Data collection posed unique challenges for our research group. Experts have emphasized the need to increase the availability of online data collection strategies (Abshire et al., 2021; Butts et al., 2022; Im et al., 2021; Lake, 2020; Palese et al., 2021). Marcum et al. (2020) suggested cell phones, online meetings, emails, text messaging, social media, or online surveys. Perrins et al. (2021) used digital platforms to deliver and receive completed questionnaires; Jairath et al. (2021) suggested telephone interviews for data collection. However, web-based or phone-based strategies were not reasonable for our study due to the need for in-person evaluation of each participant's joint condition and face-to-face interviews were needed to collect data from questionnaires. This need for in-person evaluations stems from the fact that 33 % of patients with rheumatoid arthritis in Taiwan have less than a 6th-grade educational level (Shao et al., 2021).

Despite its strengths, this report had some limitations. First, data were collected from only two recruiting hospitals, which limits generalization of our findings to other regions of Taiwan. Second, each country experienced its own unique situations during the pandemic, which may have resulted in different experiences for nurse researchers. Third, the pandemic forced us to suspend our trial five times, resulting in a small sample size, which made our findings difficult to interpret. Therefore, we were limited to sharing the challenges to conducting the research and our response to these challenges, which excludes the outcome of our RCT.

5. Conclusion

Without effective strategies to overcome the challenges posed by COVID-19, the critical scientific progress and advancements needed to improve healthcare may stall and not reach their full potential. The COVID-19 pandemic presented us with multiple challenges. To adapt to ongoing challenges, we suggest greater flexibility and adaptability from designing the research study to collecting and analyzing the data. We suggest efficient research timelines and flexible application processes for research funding. Our experiences in pivoting research during the COVID-19 pandemic can serve as a helpful example for the nursing research community as it attempts to respond to the challenges brought forth by this unprecedented crisis.

Authorship statement

All authors listed meet the authorship criteria according to the latest guidelines of the International Committee of Medical Journal Editors and all authors are in agreement with the manuscript.

Funding statement

This work was supported by the Ministry of Science and Technology, Taiwan (MOST 107-2314-B-255-003-MY3).

Ethical approval

This study was approved by the Institutional Review Board, Chang Gung Medical Foundation (No. 201702125B0, Date of Approval: 2018/01/08).

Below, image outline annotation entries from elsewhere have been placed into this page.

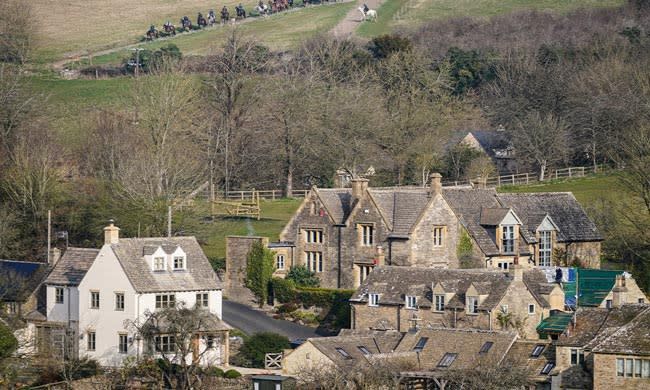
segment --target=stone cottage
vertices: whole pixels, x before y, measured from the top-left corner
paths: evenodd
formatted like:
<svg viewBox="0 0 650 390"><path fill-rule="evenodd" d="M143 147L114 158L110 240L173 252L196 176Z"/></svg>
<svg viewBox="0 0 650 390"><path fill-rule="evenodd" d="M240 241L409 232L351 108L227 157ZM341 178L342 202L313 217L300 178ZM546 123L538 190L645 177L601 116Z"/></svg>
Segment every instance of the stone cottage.
<svg viewBox="0 0 650 390"><path fill-rule="evenodd" d="M602 236L571 193L498 194L487 188L313 188L280 235L283 266L321 286L356 288L377 265L434 268L599 268Z"/></svg>
<svg viewBox="0 0 650 390"><path fill-rule="evenodd" d="M564 292L538 269L375 269L350 298L353 329L517 329L538 338L537 324L564 309Z"/></svg>

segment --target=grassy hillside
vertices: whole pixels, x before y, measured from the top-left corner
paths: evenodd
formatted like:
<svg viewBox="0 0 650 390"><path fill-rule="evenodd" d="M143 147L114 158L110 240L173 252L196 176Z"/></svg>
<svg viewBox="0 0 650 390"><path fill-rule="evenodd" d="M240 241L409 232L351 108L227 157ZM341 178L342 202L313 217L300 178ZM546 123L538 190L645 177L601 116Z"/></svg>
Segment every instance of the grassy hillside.
<svg viewBox="0 0 650 390"><path fill-rule="evenodd" d="M568 12L582 7L613 7L624 0L394 0L378 10L377 23L364 23L358 33L365 37L386 34L399 27L433 19L460 16L494 16L523 9Z"/></svg>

CRediT authorship contribution statement

Jung-Hua Shao: Conceptualization, Methodology, Visualization, Investigation, Supervision, Validation. Kuang-Hui Yu: Conceptualization, Methodology, Data curation, Writing – original draft. Su-Hui Chen: Conceptualization, Methodology, Data curation, Writing – original draft, Writing – review & editing.

Declaration of competing interest

The authors have no financial or other interest in the product or distributor of the product conflict of interests.